The initial kinetic energy of the system is given by:
KE_initial = (1/2) * m_A * v_Ai^2 + (1/2) * m_B * v_Bi^2
Substituting the values, we get:
KE_initial = (1/2) * 0.25 kg * (0.79 m/s)^2 + (1/2) * 0.35 kg * 0^2
Simplifying the equation:
KE_initial = (1/2) * 0.25 kg * (0.79 m/s)^2
KE_initial = 0.061425 J
The final kinetic energy of the system is given by:
KE_final = (1/2) * m_A * v_Af^2 + (1/2) * m_B * v_Bf^2
Substituting the values, we get:
KE_final = (1/2) * 0.25 kg * (-0.12 m/s)^2 + (1/2) * 0.35 kg * (0.65 m/s)^2
Simplifying the equation:
KE_final = (1/2) * 0.25 kg * (0.0144 m^2/s^2) + (1/2) * 0.35 kg * (0.4225 m^2/s^2)
KE_final = 0.0018 J + 0.0526125 J
KE_final = 0.0544125 J
The change in total kinetic energy during the collision is:
ΔKE = KE_final - KE_initial
ΔKE = 0.0544125 J - 0.061425 J
ΔKE = -0.0070125 J
Therefore, the change in the total kinetic energy of the system during the collision is -0.0070125 J (negative value implies a decrease in kinetic energy).
Given:
M1 = 0.25kg, V1 = ?.
M2 = 0.35 kg, V2 = 0.
V3 = -0.12 m/s = velocity of M1 after collision.

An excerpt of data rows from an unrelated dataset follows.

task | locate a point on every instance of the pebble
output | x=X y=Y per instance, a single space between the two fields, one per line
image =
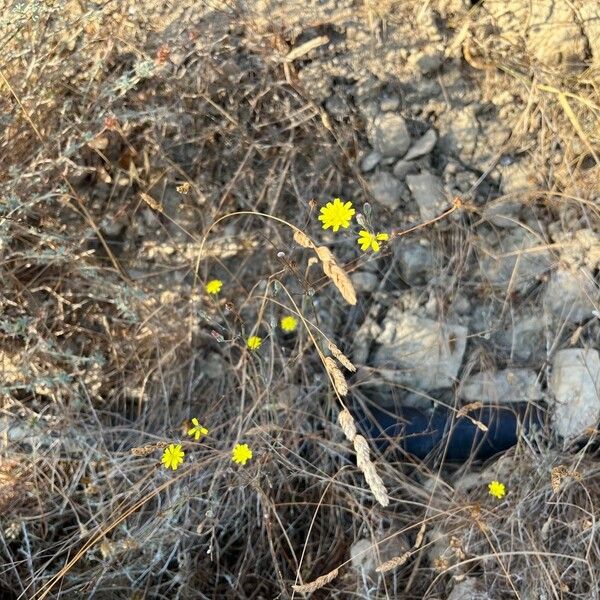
x=428 y=192
x=575 y=383
x=423 y=145
x=386 y=189
x=389 y=134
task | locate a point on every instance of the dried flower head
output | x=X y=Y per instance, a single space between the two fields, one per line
x=497 y=489
x=197 y=430
x=368 y=240
x=336 y=214
x=254 y=342
x=289 y=323
x=173 y=456
x=241 y=454
x=213 y=286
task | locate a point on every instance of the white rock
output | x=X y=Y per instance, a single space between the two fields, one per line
x=571 y=296
x=575 y=385
x=517 y=179
x=364 y=281
x=469 y=589
x=386 y=189
x=508 y=385
x=389 y=103
x=428 y=192
x=402 y=168
x=419 y=352
x=370 y=161
x=389 y=134
x=422 y=146
x=416 y=262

V4 = 0.65 m/s = velocity of M2 after collision.
Momentum before = Momentum after
a. M1*V1 + M2*V2 = M1*V3 + M2*V4.
0.25*V1 + 0.35*0 = 0.25*(-0.12) + 0.35*0.65,
0.25V1 = -0.03 + 0.228 - 0.35,
0.25V1 = -0.153,
V1 = -0.61 m/s = 0.61 m/s to the left.
b. Before collision:
KE = 0.5M1*V1^2 + 0.5M2*V2^2 = 0.5*0.25*(-0.61)^2 + 0 = 0.047 J.
After collision:
KE = 0.5M1*V3^2 + 0.5M2*V4^2.
KE = 0.5*0.25*(-0.12)^2 + 0.5*0.35*0.65^2 = ?
Change in KE = KE after - KE before.